Slow down or hit a big bump at glacier

New, temporary speed cushions are in to keep speeds down
U.S. Forest Service employees Taylor Murph, left, and Art Dee watch how drivers react to new "speed cushions" installed in a new 20 mile per hour zone at the Mendenhall Glacier Visitors Center on Wednesday.

If you’re cruising along Glacier Spur Road on your way to the Mendenhall Glacier too fast, you’ll quickly realize it.


Two sets of temporary speed cushions have been installed on the road to the glacier and seem to be doing their job, said lead Mendenhall Glacier Visitor Center naturalist Laurie Craig. On Wednesday afternoon, locals sped over the first set of cushions, some becoming airborne, she said, but they would slow down for the second set.
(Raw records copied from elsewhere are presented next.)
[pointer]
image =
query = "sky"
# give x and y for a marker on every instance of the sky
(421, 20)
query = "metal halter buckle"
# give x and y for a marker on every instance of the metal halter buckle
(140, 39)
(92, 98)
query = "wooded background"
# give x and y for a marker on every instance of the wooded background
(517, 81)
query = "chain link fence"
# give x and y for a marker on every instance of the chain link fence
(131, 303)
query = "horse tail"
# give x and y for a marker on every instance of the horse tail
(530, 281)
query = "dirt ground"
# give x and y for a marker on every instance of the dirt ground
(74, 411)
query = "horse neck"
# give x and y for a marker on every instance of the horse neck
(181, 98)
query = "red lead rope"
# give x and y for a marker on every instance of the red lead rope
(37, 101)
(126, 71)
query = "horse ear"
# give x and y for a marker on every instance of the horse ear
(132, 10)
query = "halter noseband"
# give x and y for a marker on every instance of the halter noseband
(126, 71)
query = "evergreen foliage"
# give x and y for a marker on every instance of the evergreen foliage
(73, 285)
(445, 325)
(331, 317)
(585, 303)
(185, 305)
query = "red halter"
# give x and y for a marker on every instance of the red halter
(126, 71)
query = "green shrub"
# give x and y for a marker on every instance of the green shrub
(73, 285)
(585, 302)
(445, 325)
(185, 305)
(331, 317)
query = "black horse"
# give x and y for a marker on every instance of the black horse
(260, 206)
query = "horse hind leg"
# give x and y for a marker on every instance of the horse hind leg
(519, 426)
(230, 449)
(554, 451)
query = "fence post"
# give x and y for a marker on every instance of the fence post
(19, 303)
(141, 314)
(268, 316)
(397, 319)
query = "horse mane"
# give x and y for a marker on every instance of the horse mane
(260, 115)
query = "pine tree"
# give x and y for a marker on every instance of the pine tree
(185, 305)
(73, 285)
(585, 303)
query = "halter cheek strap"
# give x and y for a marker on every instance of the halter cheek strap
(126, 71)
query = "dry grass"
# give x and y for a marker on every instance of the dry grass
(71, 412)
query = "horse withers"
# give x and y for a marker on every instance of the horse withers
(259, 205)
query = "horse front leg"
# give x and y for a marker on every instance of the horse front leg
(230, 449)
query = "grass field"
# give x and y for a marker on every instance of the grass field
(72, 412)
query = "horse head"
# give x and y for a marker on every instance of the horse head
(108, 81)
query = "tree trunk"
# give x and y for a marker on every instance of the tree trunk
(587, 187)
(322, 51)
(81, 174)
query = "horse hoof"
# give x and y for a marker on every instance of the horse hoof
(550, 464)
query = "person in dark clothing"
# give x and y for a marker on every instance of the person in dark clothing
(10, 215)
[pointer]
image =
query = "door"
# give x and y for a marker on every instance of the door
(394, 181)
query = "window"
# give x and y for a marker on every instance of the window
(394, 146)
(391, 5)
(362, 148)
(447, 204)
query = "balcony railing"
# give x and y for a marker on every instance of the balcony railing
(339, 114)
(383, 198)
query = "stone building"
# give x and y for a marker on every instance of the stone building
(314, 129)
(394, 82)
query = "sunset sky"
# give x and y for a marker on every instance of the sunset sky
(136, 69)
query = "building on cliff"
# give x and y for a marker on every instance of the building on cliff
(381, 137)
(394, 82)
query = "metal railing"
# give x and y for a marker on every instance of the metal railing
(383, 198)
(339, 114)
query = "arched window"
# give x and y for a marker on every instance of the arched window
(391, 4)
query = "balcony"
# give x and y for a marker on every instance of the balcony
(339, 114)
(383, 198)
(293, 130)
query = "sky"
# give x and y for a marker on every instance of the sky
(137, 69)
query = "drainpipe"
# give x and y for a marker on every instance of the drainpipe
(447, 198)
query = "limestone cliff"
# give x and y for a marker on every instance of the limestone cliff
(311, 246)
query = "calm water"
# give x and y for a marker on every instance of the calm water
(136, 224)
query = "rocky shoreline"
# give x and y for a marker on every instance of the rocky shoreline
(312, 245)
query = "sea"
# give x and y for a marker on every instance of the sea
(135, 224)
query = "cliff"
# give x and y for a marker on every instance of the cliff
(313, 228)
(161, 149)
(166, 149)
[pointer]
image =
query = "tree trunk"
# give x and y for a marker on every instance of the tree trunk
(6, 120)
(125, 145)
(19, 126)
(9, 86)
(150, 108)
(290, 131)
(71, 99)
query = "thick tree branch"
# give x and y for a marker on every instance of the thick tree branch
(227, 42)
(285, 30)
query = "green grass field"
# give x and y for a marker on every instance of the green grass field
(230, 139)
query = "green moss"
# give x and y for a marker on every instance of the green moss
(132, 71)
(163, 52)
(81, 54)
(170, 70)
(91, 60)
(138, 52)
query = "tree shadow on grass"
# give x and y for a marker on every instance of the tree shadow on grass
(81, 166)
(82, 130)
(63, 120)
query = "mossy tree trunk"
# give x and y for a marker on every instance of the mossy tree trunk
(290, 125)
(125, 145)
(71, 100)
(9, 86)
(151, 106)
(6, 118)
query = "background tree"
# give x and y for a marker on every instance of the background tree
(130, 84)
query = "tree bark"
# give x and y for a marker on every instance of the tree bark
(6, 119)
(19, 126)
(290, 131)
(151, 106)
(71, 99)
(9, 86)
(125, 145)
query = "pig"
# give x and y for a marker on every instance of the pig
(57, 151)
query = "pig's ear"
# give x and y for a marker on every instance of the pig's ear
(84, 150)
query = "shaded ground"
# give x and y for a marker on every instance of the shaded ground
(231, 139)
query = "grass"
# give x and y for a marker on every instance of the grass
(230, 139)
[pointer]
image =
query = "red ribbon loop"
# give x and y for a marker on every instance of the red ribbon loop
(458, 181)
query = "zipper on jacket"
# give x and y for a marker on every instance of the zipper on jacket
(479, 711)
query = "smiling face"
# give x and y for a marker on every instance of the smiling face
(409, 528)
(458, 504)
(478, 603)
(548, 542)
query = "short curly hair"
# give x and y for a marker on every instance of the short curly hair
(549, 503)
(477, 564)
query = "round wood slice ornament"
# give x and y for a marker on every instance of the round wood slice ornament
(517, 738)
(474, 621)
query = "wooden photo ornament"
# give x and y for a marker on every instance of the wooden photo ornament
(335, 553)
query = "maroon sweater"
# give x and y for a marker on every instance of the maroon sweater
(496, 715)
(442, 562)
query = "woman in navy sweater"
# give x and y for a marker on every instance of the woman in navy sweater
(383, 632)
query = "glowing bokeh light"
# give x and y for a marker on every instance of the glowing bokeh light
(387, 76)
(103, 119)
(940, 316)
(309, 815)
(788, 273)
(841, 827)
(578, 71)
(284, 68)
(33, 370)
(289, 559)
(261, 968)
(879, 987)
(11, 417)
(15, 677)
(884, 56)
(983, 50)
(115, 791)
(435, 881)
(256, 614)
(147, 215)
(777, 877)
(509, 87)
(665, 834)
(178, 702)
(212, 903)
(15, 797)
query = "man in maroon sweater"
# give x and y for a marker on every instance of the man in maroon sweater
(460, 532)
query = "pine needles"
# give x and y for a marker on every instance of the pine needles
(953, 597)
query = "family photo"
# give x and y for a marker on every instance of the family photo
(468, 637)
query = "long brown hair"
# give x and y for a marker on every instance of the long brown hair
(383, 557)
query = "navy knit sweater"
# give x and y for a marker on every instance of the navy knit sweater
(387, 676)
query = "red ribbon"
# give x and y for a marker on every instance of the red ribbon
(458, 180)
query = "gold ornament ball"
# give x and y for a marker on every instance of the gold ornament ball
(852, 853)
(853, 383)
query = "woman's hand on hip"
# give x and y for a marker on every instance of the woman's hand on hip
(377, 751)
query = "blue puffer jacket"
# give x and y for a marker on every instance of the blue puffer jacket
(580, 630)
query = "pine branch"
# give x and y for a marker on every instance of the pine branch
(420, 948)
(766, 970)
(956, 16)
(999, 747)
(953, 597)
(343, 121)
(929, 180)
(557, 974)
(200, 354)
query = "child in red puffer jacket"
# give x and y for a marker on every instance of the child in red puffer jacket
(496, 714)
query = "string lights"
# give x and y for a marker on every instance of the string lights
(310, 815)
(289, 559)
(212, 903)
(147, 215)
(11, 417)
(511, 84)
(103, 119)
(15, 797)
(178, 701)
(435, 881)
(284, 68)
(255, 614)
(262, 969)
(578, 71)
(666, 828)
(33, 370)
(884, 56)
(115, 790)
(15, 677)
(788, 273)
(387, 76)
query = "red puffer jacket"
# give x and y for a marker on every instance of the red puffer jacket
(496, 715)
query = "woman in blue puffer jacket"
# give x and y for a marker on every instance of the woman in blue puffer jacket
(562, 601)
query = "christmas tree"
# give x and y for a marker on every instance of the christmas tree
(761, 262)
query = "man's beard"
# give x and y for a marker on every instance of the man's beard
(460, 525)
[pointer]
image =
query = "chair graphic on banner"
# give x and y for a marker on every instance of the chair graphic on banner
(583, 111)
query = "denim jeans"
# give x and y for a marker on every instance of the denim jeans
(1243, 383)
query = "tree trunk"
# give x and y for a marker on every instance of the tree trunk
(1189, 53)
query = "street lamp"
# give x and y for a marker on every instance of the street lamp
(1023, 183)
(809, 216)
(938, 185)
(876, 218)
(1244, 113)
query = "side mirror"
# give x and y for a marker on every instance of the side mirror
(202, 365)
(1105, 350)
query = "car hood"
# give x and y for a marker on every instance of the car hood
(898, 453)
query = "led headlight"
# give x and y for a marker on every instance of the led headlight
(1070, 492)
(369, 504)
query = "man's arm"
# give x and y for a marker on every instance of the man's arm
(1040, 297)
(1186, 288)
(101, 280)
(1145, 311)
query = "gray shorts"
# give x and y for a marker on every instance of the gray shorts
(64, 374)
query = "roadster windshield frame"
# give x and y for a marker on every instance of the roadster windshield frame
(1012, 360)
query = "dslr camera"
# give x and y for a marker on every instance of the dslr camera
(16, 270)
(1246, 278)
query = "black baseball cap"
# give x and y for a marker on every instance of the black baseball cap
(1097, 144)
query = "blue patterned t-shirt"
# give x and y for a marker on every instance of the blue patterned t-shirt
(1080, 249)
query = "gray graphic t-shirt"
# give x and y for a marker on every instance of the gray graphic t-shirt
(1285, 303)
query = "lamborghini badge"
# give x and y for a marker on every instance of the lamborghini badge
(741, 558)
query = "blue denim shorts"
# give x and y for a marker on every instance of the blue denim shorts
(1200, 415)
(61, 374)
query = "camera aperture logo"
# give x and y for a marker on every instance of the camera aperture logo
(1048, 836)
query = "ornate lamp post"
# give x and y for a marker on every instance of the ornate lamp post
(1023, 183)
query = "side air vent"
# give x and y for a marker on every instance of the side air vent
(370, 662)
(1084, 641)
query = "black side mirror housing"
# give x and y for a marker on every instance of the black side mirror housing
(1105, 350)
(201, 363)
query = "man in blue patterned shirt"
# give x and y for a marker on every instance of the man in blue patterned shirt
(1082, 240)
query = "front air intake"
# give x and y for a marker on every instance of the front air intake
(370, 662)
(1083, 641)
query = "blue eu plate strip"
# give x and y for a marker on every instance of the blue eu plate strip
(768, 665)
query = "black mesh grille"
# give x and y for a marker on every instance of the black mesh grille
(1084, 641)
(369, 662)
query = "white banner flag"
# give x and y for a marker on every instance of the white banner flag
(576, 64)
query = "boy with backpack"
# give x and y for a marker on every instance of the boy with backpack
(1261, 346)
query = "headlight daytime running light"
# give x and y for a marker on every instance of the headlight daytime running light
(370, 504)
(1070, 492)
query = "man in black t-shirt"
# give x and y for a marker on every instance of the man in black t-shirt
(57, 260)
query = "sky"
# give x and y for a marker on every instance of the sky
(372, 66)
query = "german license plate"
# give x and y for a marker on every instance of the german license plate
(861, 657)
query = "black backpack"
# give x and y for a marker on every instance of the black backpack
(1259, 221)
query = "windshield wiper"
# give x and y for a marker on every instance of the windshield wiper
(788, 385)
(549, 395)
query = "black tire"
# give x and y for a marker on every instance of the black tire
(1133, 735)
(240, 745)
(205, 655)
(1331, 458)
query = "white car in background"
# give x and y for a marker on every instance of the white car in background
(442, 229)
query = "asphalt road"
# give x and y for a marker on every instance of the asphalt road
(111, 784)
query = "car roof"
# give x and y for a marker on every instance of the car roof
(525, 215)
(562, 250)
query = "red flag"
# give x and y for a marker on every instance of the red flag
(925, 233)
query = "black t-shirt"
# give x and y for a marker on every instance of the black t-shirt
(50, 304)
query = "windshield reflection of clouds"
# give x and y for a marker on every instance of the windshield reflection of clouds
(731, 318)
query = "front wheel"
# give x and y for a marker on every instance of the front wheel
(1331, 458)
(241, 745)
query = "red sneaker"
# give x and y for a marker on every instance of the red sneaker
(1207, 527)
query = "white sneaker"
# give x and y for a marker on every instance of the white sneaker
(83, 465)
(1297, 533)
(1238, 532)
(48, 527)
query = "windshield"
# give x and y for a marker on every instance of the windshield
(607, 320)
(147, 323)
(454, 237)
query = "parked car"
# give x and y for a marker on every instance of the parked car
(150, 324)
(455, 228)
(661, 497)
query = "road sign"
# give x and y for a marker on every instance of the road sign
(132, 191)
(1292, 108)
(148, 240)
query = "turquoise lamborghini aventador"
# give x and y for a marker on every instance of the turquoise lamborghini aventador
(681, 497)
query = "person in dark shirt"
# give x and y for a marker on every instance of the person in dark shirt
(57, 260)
“It’s one of those really interesting things watching how people respond,” she said.

The area has always been a speed trap, Craig said. In 2008, a bear was hit by a speeding car. Luckily, the bear was back on its feet an hour later.

“Heaven forbid if that should happen with a person,” she said.

The Juneau Police Department did weeklong traffic studies in June and August last year, center director John Neary said in a previous Empire report, and found that 43 percent of vehicles were speeding on the last stretch of road where the posted limit is 20 miles per hour.

The cushions are meant to improve safety, Craig said. They’re a reminder to visitors, “while they’re enjoying the beautiful view, look down at the road surface,” she said.

The Alaska Department of Transportation put in the temporary rubber cushions, made from recycled tires, and will remove them at the end of tourist season. Craig said the visitor center has alerted bus and taxi companies but wants to get the word out to locals.

“We want it to be safe for everybody so everyone can enjoy this amazing place,” she said.

Craig also wanted to remind locals to be bear-aware when visiting the glacier right now. Cubs have just been born, and mothers are territorial, she said. Bears have been spotted on the Nugget Falls Trail and the East Glacier Trail. Dog walkers should keep their pets leashed, she said, to avoid any unwanted interactions with mama bears.